I would also like to take this opportunity to introduce and thank the witnesses joining us today virtually. They are Jeffrey B. Kucharski, Adjunct Professor, Royal Roads University, Guy Saint‑Jacques, former Ambassador of Canada to the People's Republic of China, Wesley Wark, Senior Fellow, Centre for International Governance Innovation, Flavio Volpe, representing the Automotive Parts Manufacturers' Association, and Nikos Tsafos, James R. Schlesinger Chair for Energy and Geopolitics at the Center for Strategic and International Studies.

My dear witnesses, let me remind you that you will have five minutes to present your remarks. After that, committee members will be able to ask you questions.

Finally, I would like to inform my fellow committee members that I would like to take five or 10 minutes at the end of the meeting to adopt the report that has been submitted and sent to the members. This is the subcommittee report from yesterday. So I would ask members to keep that in mind.

With that, I give the floor to Mr. Kucharski for his comments.

2:30 p.m.

Dr. Jeffrey B. Kucharski Adjunct Professor, Royal Roads University, As an Individual

Good afternoon, honourable members. It's a privilege to be able to speak to you today.

Lithium is on the list of 31 minerals that Canada considers to be critical to the sustainable economic success of Canada and its allies, and that position Canada as a leading mining nation. The Neo Lithium takeover is not the first time a Canadian lithium company has been acquired by a Chinese firm. I have submitted several examples of Canadian lithium company acquisitions by Chinese firms over the past three or four years.

The Chinese government's “made in China 2025” industrial policy seeks to make China dominant in global high-tech manufacturing, including in batteries, electric vehicles and renewable energy technologies. The program's policy aims include mobilizing state-owned enterprises to acquire intellectual property, technologies and assets abroad, with the overall aim to surpass western countries. Securing access to lithium and other critical mineral reserves is essential to the achievement of made in China 2025.

I'm not arguing that this deal should have been denied because the lithium from this company would necessarily have been used in Canada. Currently, we don't have a lithium industry here to use it, but we never will if we allow all of our lithium companies to be sold off and don't have a strategy to build a supply chain at home. If we allow our lithium industry to be sold off, it also undermines efforts to support the development of clean energy technologies that we will need for the clean energy transition.

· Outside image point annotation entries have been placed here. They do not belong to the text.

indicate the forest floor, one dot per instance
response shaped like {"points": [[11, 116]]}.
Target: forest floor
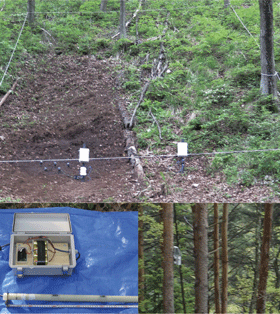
{"points": [[62, 102]]}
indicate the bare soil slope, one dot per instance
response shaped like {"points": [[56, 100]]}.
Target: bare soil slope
{"points": [[62, 102]]}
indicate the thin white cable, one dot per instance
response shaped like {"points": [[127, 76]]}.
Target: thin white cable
{"points": [[13, 50], [71, 306], [94, 12], [245, 27]]}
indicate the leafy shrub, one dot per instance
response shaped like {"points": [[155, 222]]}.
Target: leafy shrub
{"points": [[245, 76]]}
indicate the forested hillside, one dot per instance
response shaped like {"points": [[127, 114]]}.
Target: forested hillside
{"points": [[191, 66], [244, 236]]}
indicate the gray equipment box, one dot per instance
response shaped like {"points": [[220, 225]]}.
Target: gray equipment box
{"points": [[42, 244]]}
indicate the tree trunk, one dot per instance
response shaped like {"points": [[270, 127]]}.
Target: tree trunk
{"points": [[200, 225], [141, 255], [122, 20], [226, 3], [168, 293], [257, 265], [268, 78], [264, 265], [30, 11], [180, 266], [224, 259], [216, 259], [103, 6]]}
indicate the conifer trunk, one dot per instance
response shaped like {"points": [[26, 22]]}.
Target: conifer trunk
{"points": [[268, 79], [224, 259], [180, 266], [200, 225], [216, 259], [264, 265], [168, 293], [122, 19], [141, 255], [257, 265]]}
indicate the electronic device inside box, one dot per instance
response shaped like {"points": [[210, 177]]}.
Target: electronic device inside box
{"points": [[42, 244]]}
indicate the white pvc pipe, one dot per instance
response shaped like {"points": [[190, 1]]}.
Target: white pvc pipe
{"points": [[69, 297]]}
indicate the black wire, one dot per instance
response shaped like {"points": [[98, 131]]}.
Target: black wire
{"points": [[1, 246], [79, 255], [61, 250]]}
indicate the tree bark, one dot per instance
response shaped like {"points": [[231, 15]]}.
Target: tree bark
{"points": [[224, 259], [268, 78], [168, 279], [122, 19], [200, 225], [180, 266], [141, 255], [226, 3], [264, 265], [257, 265], [216, 259], [103, 6], [31, 10]]}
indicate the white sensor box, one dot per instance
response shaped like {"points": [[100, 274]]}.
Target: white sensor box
{"points": [[42, 244], [182, 149]]}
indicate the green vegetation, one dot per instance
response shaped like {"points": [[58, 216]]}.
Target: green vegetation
{"points": [[210, 95], [244, 244]]}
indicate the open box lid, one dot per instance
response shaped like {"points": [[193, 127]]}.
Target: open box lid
{"points": [[42, 223]]}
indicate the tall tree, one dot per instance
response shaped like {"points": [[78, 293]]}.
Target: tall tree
{"points": [[168, 278], [31, 11], [225, 259], [141, 255], [200, 225], [257, 264], [264, 265], [122, 19], [268, 78], [180, 266], [216, 259], [103, 5]]}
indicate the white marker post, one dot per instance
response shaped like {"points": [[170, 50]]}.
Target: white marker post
{"points": [[83, 157], [182, 149]]}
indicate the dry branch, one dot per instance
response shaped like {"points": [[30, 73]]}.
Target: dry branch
{"points": [[8, 93], [155, 120], [146, 86], [133, 16], [157, 71]]}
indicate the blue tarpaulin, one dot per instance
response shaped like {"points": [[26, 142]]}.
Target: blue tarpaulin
{"points": [[108, 263]]}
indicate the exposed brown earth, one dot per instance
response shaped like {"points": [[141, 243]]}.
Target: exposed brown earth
{"points": [[62, 102]]}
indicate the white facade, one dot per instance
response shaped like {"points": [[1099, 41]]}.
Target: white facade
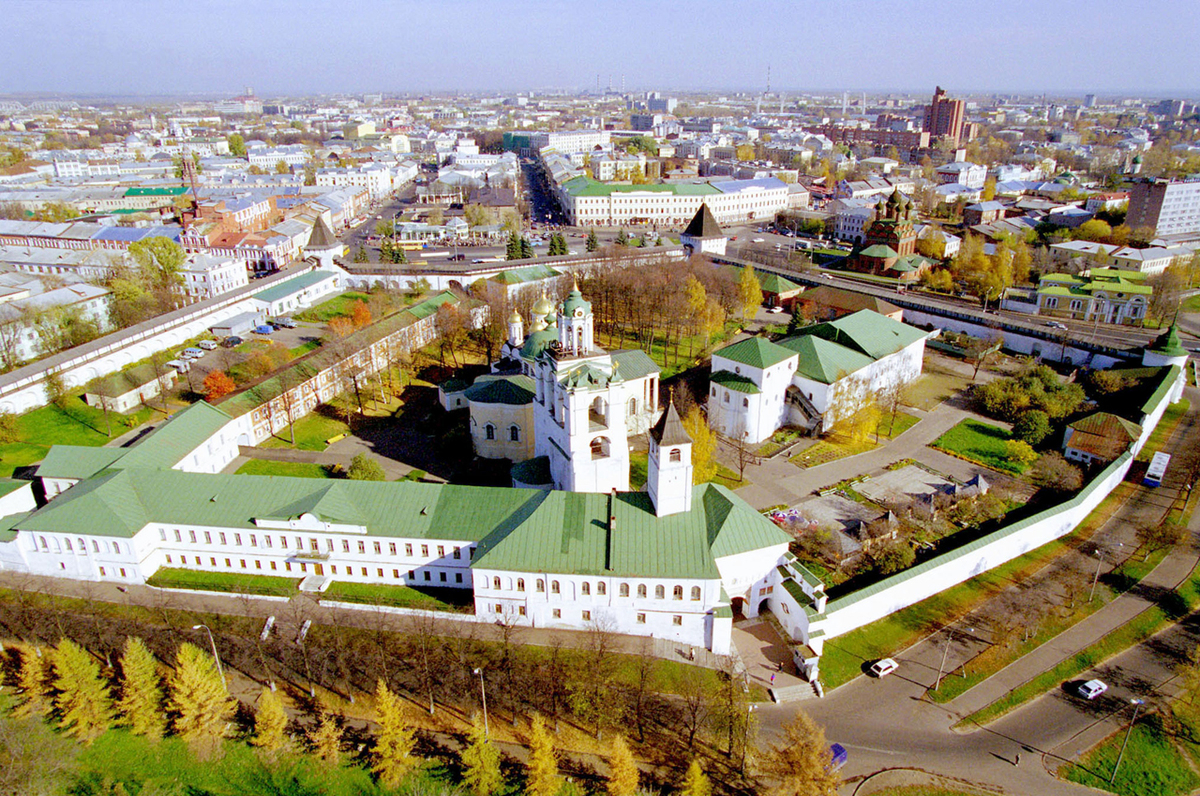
{"points": [[207, 276]]}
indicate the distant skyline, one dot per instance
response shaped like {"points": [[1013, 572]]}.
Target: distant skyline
{"points": [[301, 47]]}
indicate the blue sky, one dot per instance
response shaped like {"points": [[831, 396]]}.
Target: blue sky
{"points": [[306, 47]]}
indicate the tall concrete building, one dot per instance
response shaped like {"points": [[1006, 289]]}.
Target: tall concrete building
{"points": [[1170, 209], [946, 117]]}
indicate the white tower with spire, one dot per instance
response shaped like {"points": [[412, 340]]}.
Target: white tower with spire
{"points": [[580, 406], [670, 474]]}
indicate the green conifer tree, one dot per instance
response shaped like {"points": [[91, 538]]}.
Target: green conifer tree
{"points": [[83, 700], [141, 705]]}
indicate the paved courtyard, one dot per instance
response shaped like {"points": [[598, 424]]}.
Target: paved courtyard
{"points": [[899, 486]]}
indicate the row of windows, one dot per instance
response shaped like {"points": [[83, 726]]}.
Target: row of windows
{"points": [[677, 620], [601, 588], [365, 572], [313, 543]]}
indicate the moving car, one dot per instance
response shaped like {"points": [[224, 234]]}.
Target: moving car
{"points": [[883, 666]]}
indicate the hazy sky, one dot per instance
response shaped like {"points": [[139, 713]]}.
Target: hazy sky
{"points": [[309, 47]]}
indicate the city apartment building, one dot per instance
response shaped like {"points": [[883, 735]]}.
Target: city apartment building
{"points": [[588, 203], [1169, 208]]}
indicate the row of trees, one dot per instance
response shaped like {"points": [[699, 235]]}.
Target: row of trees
{"points": [[69, 686]]}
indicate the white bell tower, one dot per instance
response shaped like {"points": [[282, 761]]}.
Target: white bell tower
{"points": [[669, 478]]}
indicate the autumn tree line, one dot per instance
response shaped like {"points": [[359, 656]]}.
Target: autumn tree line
{"points": [[132, 668]]}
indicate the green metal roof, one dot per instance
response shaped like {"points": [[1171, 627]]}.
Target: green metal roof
{"points": [[517, 530], [881, 251], [513, 390], [294, 285], [630, 364], [586, 186], [755, 352], [735, 382], [77, 462], [177, 190], [181, 434], [823, 360], [777, 283], [870, 333]]}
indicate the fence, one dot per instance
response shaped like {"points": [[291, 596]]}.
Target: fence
{"points": [[954, 567]]}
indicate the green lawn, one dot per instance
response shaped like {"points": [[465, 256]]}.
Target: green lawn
{"points": [[433, 599], [126, 762], [213, 581], [1152, 765], [844, 656], [1163, 431], [934, 387], [982, 443], [312, 431], [1157, 617], [291, 468], [336, 306], [75, 424]]}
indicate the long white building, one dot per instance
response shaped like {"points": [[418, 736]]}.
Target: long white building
{"points": [[588, 203], [813, 379], [673, 563]]}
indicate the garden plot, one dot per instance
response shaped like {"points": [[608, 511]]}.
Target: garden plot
{"points": [[900, 486]]}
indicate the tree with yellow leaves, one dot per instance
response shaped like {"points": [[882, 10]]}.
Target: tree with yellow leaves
{"points": [[141, 704], [695, 782], [541, 770], [270, 723], [395, 738], [801, 765], [83, 700], [327, 740], [202, 704], [34, 669], [623, 772], [481, 761], [703, 446]]}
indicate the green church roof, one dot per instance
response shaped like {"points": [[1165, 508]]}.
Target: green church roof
{"points": [[755, 352]]}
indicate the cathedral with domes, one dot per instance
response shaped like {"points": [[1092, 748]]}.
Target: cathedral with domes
{"points": [[558, 406]]}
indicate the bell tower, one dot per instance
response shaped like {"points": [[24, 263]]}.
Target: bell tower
{"points": [[669, 478]]}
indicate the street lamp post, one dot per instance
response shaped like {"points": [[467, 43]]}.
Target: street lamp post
{"points": [[483, 692], [1137, 706], [1099, 561], [215, 656]]}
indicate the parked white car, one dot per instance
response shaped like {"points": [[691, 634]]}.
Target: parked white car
{"points": [[883, 666]]}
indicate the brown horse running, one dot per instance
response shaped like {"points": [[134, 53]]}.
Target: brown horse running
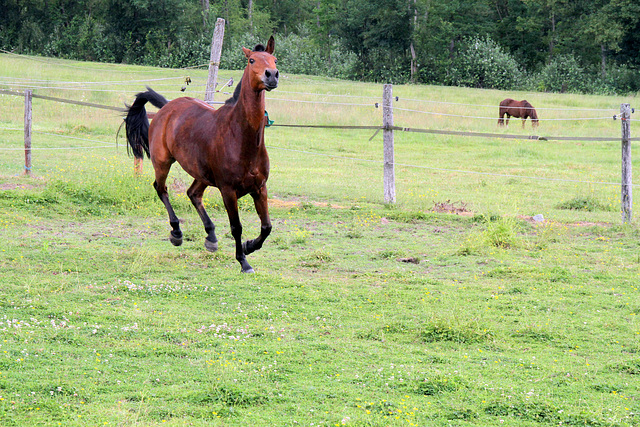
{"points": [[522, 109], [223, 148]]}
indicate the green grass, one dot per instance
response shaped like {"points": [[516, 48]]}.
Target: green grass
{"points": [[359, 313]]}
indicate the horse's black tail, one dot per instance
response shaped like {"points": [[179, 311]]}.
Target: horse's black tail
{"points": [[137, 123]]}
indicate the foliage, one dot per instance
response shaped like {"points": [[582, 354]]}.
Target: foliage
{"points": [[482, 63], [563, 74]]}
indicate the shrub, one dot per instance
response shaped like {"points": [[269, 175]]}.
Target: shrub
{"points": [[483, 63], [297, 54], [563, 74]]}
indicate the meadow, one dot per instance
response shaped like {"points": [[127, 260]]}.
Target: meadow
{"points": [[450, 308]]}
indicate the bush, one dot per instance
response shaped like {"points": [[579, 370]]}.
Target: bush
{"points": [[563, 74], [483, 63], [297, 54]]}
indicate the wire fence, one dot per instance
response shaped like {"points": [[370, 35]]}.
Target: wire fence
{"points": [[371, 102]]}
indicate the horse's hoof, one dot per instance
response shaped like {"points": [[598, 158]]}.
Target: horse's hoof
{"points": [[175, 241], [210, 246]]}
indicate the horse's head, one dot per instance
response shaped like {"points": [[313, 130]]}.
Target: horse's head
{"points": [[261, 70]]}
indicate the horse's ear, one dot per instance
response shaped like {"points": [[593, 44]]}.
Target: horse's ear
{"points": [[271, 44]]}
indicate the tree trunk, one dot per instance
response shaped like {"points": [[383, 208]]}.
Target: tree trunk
{"points": [[414, 64], [553, 35], [205, 11]]}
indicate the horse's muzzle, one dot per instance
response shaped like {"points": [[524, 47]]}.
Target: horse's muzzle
{"points": [[270, 79]]}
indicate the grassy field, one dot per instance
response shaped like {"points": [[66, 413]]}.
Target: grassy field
{"points": [[359, 314]]}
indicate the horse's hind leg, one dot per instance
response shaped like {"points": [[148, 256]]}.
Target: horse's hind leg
{"points": [[260, 201], [160, 185], [195, 193]]}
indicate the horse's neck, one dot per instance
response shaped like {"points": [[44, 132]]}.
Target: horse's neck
{"points": [[250, 106]]}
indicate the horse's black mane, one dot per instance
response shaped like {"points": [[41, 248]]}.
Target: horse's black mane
{"points": [[236, 92]]}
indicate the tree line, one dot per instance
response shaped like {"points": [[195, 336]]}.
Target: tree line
{"points": [[589, 46]]}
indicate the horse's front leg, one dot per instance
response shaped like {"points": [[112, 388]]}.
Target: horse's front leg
{"points": [[195, 193], [262, 208], [230, 199]]}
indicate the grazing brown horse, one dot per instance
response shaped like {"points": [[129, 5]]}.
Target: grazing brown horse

Part of the problem may be that the government is assessing these acquisitions on a case-by-case basis. As the minister has said, each is assessed “on its own merits”, as it were. The problem with that is it seems to miss the big picture. This takeover is part of a broader pattern of acquisitions that Chinese companies have been making in this sector in Canada.

How can Canada build a lithium supply chain, or any other critical mineral for that matter, when it allows the assets of Canadian companies to be acquired by a country that seeks to cement its dominance in this sector? If each deal is evaluated on an individual basis alone, without regard to what the past record of acquisitions has been or where we need to go as a country to build a strong supply chain over the long term, how can we expect that we will ever be a player in this sector?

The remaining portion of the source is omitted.